Si les Eagles l’échappent, oubliez leurs chances de remporter la division Est! Avant de les enterrer, sachez cependant qu’ils ont remporté six de leurs huit derniers matchs à Dallas. La confiance des Cowboys est par contre au maximum avec une série de quatre victoires lors desquelles la défensive n’a jamais concédé 100 verges au sol, tout en forçant six revirements. Ces quatre victoires ont toutes été arrachées par une possession, un scénario qui se répétera.
 
Rams de Los Angeles (11-1) vs Bears de Chicago (8-4)
 
UN ÉNORME TEST
 
Les Bears prennent un malin plaisir à tourmenter les offensives adverses, mais n’ont pas vécu à ce jour un test aussi costaud que la puissante machine offensive des Rams. Et c’est sans compter que l’intérieur de la ligne offensive, sans Kyle Long, risque d’en baver à contenir Aaron Donald. Au moins, le quart-arrière Mitchell Trubisky revient et le match est à la maison, où les Rams pourraient être inconfortables. Beau choc en perspective!
 
Vikings du Minnesota (6-5-1) vs Seahawks de Seattle (7-5)
 
SEAHAWKS À LEUR MEILLEUR
 
Non seulement les Seahawks ne perdent plus, mais ils jouent à Seattle, à heure de grande écoute.
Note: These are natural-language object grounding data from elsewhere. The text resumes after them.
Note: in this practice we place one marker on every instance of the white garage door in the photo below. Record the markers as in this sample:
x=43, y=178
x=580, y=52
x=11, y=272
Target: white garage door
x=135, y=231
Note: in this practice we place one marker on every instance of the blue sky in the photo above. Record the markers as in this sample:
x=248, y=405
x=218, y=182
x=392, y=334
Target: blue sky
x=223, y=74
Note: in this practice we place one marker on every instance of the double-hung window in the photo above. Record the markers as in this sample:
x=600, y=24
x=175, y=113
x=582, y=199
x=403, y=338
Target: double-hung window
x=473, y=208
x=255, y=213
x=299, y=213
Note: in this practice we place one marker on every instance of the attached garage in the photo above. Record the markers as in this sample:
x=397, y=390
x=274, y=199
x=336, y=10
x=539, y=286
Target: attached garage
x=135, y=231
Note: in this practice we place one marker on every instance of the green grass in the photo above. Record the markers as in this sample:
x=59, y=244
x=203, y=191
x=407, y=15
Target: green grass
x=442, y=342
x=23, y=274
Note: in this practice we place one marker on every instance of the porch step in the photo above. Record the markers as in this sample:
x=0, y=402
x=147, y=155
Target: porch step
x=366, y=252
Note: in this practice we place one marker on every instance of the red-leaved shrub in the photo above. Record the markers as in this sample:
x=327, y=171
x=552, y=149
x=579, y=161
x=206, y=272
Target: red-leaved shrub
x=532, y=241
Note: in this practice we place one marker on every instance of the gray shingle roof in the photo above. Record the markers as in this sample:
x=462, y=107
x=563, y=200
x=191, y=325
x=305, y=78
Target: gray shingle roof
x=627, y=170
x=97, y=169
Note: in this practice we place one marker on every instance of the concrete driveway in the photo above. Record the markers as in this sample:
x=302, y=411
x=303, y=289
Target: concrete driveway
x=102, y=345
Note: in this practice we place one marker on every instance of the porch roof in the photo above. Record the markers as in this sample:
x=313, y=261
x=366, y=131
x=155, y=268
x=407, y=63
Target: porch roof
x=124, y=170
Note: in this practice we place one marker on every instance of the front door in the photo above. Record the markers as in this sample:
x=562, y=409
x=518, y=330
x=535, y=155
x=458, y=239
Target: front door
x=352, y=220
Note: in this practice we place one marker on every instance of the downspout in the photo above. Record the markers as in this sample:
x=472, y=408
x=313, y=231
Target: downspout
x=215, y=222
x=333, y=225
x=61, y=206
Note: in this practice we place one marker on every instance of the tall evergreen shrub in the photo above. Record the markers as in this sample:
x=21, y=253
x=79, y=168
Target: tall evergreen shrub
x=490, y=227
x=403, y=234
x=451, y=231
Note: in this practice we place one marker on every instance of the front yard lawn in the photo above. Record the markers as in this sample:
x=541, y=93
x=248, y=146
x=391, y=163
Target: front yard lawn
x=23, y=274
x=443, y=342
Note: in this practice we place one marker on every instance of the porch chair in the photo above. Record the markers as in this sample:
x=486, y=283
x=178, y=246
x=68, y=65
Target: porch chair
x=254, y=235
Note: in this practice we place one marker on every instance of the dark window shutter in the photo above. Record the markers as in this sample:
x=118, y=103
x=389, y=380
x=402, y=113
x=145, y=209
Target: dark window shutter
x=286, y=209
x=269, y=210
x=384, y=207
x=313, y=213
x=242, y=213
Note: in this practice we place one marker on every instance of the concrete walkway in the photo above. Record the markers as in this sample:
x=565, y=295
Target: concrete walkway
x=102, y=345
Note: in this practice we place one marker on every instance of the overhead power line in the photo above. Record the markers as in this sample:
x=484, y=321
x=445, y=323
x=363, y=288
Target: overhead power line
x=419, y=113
Dans ce contexte, leur fiche est de 15-2 sous les ordres de Pete Carroll. Au contraire, les Vikings n’ont toujours pas fait la démonstration cette saison qu’ils répondent présents quand l’enjeu est grand avec aucune victoire face à des équipes gagnantes. Une autre défaite dans un match de si haute importance et Kirk Cousins se fera crucifier sur la place publique.